The visual examinations during the live phase of the porcine study showed that the application of the compressible scaffold dressing promoted the integration of the scaffolds in a full-thickness excisional porcine wound model, compared to a control dressing which did not contain a compressible wound filler. This conclusion was confirmed by histological analysis of the post-wounding day 10 wound tissue.

In practice, an improved integration of the scaffold into the healing wound translates into a full colonisation of the scaffold by the cells involved in wound healing. This leads to enhanced tissue regeneration, thereby increasing the therapeutic potential of the scaffold.

Claims

1 . A conformable wound dressing that comprises at least one compressible wound contact integer which in use lies in contact with the wound bed, characterised in that

the dressing comprises compression means for securing the dressing over the wound such that positive pressure (relative to atmospheric pressure) is applied to the porous scaffold and the wound bed, and the scaffold is pressed into intimate contact with the wound bed.

2. A dressing according to claim 1 , wherein the compression means layer comprises a backing layer.

3. A dressing according to claim 2, wherein the backing layer comprises a gas- permeable barrier layer which is capable of forming a relatively liquid-tight seal or closure over a wound.

4. A dressing according to claim 1 , wherein the wound contact integer consists essentially of the porous scaffold.

5. A dressing according to claim 1 , wherein the wound contact integer comprises a conformable wound filler under the compression means with a wound-facing face which in use lies in contact with the scaffold.

6. A dressing according to claim 1 , wherein the wound contact integer or the porous scaffold is separate from the rest of the dressing before the dressing is assembled in situ on the wound.

7. A dressing according to claim 1 , wherein the porous scaffold and/or the wound contact integer form part of the dressing before its application to the wound.

8. A dressing according to claim 1 , wherein the scaffold is fibrous

9. A dressing according to claim 8, wherein the scaffold comprises poly(L-lactic acid), poly(D-lactic acid), poly(D/L-lactic acid), poly(glycolic acid), poly(glycolic acid-co-lactic acid), a polydioxanone or polycaprolactone, or a blend or co-polymer thereof.

10. A dressing according to claim 8, wherein the scaffold comprises poly(glycolic acid).

1 1 . A dressing according to claim 8, wherein, wherein the scaffold comprises electrospun fibres and the mean fibre diameter of the scaffold is between from about 1 .2 to 4.0 microns.

12. A dressing according to claim 1 , wherein the depth of the scaffold or filler immediately following application of the scaffold or filler to the wound and/or wound integer as a percentage of the depth of the wound is in the range of 100 to 200 %.

13. A method of manufacturing a dressing according to claim 1 in which the scaffold and/or the wound contact integer forms part of the dressing before its application to the wound, which method comprises attaching the wound contact integer removably or irremovably to the compression means.

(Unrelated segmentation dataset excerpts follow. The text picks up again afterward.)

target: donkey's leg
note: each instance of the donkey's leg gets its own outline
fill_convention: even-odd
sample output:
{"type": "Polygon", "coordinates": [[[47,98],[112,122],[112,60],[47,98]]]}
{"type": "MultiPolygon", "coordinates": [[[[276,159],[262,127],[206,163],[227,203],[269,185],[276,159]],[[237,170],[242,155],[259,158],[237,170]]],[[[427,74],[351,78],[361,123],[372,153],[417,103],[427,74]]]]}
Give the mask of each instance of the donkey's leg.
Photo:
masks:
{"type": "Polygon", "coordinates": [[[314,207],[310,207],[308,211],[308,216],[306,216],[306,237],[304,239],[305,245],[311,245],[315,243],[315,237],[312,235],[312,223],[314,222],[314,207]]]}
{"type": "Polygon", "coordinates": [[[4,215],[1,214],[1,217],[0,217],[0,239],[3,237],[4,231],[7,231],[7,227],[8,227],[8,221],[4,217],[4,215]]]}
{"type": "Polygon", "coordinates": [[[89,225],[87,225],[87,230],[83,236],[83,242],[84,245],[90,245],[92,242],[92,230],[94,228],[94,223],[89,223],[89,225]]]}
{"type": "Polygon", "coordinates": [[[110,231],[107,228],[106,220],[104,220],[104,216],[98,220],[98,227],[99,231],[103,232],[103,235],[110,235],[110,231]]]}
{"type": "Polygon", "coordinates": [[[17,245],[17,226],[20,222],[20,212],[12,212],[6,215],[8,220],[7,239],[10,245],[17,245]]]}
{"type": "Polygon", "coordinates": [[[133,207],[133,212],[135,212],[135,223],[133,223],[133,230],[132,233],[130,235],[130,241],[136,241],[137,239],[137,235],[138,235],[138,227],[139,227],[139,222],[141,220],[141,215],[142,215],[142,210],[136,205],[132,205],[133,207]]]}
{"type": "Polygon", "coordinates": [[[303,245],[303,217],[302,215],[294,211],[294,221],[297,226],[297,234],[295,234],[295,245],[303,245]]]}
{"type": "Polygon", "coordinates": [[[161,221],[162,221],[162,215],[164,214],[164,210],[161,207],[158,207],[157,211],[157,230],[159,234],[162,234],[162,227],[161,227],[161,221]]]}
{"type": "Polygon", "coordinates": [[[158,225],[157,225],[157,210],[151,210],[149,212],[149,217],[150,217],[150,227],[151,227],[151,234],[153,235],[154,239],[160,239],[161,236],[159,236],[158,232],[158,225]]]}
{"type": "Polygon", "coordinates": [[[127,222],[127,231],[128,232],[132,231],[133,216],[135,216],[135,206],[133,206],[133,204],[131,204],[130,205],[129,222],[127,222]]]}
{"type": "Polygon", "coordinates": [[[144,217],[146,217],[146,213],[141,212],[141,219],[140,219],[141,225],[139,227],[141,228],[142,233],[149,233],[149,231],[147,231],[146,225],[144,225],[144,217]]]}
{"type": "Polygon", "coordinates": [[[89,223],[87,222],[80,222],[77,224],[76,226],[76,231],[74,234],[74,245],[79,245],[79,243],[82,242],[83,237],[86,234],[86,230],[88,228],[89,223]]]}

14. A method according to claim 13, wherein the scaffold is spun directly onto a substrate comprising the dressing compression means or the rest of wound contact integer.

15. A method according to claim 14, wherein temporary or permanent adhesion of the spun scaffold is effected by spinning the scaffold to be self-adhered onto the surface of the substrate.

16. A method according to claim 14 or 15, wherein the scaffold is electrospun

17. A method of use of a dressing according to claim 1 , characterised in that the scaffold, optionally as part of the wound contact integer of the dressing, is applied to the wound bed, and the rest of the dressing is then applied over the wound and secured to the body of the patient by the compression means, optionally by way of at least one layer of pressure sensitive adhesive on the compression means layer.

18. A method according to claim 17, wherein the wound contact integer and/or the scaffold is applied separately before from the rest of the dressing.

19. A method according to claim 18, wherein scaffold is directly electrospun into the wound bed.